IvyMike · on Jan 21, 2018

That is a very dangerous name for a branch.

liopleurodon · on Jan 21, 2018

lol, truth

_pgmf · on Jan 22, 2018

Why is this not mentioned very clearly in the README? Seems like willful misrepresentation.

You might also mention that, if replacing large values that use overflow pages, the file has the potential to grow without bounds as it looks like overflow pages are not collected?

j_s · on Jan 22, 2018

Are there any production data stores recommended for low memory usage? What should I use to stream data to disk and back with minimal overhead, preferably with indexed lookups?

bufferoverflow · on Jan 22, 2018

An SSD with the highest random-read/write IOPS you can afford. Something like this:

https://www.computerworld.com/article/2987956/solid-state-dr...

Or FusionIO ioDrive2 Duo, which is above 900K IOPS for both reads and writes.

zerokernel · on Jan 21, 2018

https://pypi.python.org/pypi/BTrees

evolighting · on Jan 22, 2018

what about using a DB? Is there any really simple database for the same purpose?

_pgmf · on Jan 22, 2018

This is pretty cool. As I was reading the code I really wished for an explanation or simple ASCII diagram of the serialization formats for the various node/record types, as well as for the frames/wal format. Given that the poster is the author of the project, I hope you'll consider filling in these kinds of details, as they'd presumably be of interest to the people you're "Show"-ing this to.

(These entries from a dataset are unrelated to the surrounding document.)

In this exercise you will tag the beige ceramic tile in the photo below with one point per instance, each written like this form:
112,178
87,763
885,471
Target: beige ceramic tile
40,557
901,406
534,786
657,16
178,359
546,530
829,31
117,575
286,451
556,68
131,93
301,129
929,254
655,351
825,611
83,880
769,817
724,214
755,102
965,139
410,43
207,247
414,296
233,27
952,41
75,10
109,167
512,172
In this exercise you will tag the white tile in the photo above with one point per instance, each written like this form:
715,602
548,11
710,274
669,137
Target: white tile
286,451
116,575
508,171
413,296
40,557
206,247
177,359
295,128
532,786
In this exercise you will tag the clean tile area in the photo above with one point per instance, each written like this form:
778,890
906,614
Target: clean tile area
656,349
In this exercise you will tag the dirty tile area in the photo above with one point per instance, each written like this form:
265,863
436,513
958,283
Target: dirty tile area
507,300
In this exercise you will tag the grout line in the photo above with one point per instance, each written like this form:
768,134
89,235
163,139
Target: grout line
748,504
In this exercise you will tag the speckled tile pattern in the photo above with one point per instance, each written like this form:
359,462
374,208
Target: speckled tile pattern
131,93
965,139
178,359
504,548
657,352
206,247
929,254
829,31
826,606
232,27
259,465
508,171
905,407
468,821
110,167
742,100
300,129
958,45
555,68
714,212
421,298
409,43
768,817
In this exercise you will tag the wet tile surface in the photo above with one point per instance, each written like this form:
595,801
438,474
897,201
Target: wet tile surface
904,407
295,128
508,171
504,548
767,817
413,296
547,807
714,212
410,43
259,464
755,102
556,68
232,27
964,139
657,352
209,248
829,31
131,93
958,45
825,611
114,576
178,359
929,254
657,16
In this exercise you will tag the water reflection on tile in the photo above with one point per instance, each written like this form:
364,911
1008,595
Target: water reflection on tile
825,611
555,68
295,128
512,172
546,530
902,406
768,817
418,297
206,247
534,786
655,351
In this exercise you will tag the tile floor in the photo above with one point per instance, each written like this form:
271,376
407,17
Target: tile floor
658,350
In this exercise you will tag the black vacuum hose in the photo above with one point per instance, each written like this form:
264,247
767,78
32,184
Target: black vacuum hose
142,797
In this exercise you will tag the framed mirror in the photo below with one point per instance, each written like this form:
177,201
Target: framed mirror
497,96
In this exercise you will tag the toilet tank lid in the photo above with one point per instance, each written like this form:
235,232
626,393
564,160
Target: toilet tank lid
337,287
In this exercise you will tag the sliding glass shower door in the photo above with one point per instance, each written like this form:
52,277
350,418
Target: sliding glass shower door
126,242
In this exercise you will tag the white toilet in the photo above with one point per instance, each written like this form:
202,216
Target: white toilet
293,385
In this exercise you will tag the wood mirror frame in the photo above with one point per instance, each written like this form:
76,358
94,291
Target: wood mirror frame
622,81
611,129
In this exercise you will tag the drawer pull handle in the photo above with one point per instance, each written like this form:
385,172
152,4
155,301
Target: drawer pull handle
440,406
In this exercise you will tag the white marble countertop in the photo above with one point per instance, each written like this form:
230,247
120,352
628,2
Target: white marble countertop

nicolaslem · on Jan 22, 2018

Thank you. I know what you mean, I'm not happy with how the serialization is done right now, it's too complicated.

Maybe someone on HN knows a Python serialization library beyond pickle that would allow to describe how the data is laid out and take care of the rest. It looks like struct is not flexible enough for this usage.

_pgmf · on Jan 21, 2018

Thanks for sharing, I've been interested in finding pure python implementations of storage engines. Another one I came across is whoosh: https://bitbucket.org/mchaput/whoosh/src/a16ebacb47191afaf2d...

shalabhc · on Jan 22, 2018

Check out zodb and durus.

halayli · on Jan 21, 2018

What's wrong with LMDB?